Emil Abderhalden (Hrsg.)

(1931年5月刊行,Urban & Schwarzenberg,Berlin und Wien)

今年はじめに注文してあったもう1冊の古書が Darmstadt の Antiquariat Dr. Götzhaber から届いた.タイトルをそれらしく訳すと,『生物学研究法ハンドブック・第9分野:動物研究の方法,第3部:遺伝研究の方法,第6分冊(通号第356号)』ということになるだろう.

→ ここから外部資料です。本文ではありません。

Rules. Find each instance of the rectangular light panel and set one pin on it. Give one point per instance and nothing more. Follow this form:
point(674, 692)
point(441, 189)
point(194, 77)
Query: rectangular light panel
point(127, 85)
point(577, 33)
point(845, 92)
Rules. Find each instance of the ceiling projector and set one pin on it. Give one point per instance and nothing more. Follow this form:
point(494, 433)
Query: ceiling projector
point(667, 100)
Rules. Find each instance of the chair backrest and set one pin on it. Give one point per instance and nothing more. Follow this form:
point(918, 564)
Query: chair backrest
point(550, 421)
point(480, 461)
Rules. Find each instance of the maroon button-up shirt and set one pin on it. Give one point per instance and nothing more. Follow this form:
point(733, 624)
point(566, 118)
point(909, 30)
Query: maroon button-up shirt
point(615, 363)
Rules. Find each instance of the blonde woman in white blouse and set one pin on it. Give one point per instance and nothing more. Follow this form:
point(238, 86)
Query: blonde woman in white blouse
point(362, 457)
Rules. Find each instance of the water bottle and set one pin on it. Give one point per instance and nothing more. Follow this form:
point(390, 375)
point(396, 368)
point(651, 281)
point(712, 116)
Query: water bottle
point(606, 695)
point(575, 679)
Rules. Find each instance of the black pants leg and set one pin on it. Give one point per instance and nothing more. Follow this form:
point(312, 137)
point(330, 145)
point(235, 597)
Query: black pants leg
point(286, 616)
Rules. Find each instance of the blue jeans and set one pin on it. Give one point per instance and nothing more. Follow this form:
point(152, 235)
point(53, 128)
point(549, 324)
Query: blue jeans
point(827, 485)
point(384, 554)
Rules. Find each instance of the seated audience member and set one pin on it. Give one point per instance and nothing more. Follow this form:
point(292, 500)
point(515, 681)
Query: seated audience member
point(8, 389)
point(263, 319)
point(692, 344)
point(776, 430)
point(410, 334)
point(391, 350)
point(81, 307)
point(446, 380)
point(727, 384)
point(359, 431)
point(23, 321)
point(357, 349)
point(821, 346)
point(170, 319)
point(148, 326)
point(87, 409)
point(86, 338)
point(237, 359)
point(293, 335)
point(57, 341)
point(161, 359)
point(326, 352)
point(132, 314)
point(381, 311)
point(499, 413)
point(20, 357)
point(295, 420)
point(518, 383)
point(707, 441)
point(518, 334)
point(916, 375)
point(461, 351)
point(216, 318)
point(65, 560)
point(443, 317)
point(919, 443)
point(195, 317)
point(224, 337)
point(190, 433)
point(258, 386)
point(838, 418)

本書は,いまの日本にもよくある“講座本”的な性格の叢書の1冊らしいので,巻号を羅列するだけだとまったく味気なく見えてしまう.しかも,80年近く前の本なので,表紙と本体はもちろん剥離し,紙はすでに黄変してぼろぼろ,綴じもなかば壊れていて,かがり糸一本だけでつながっているところもある.“本”というよりは,むしろ“紙束”に近い.用紙も製本も崩壊寸前だ.落丁もなくドイツから届いたのがフシギなほど.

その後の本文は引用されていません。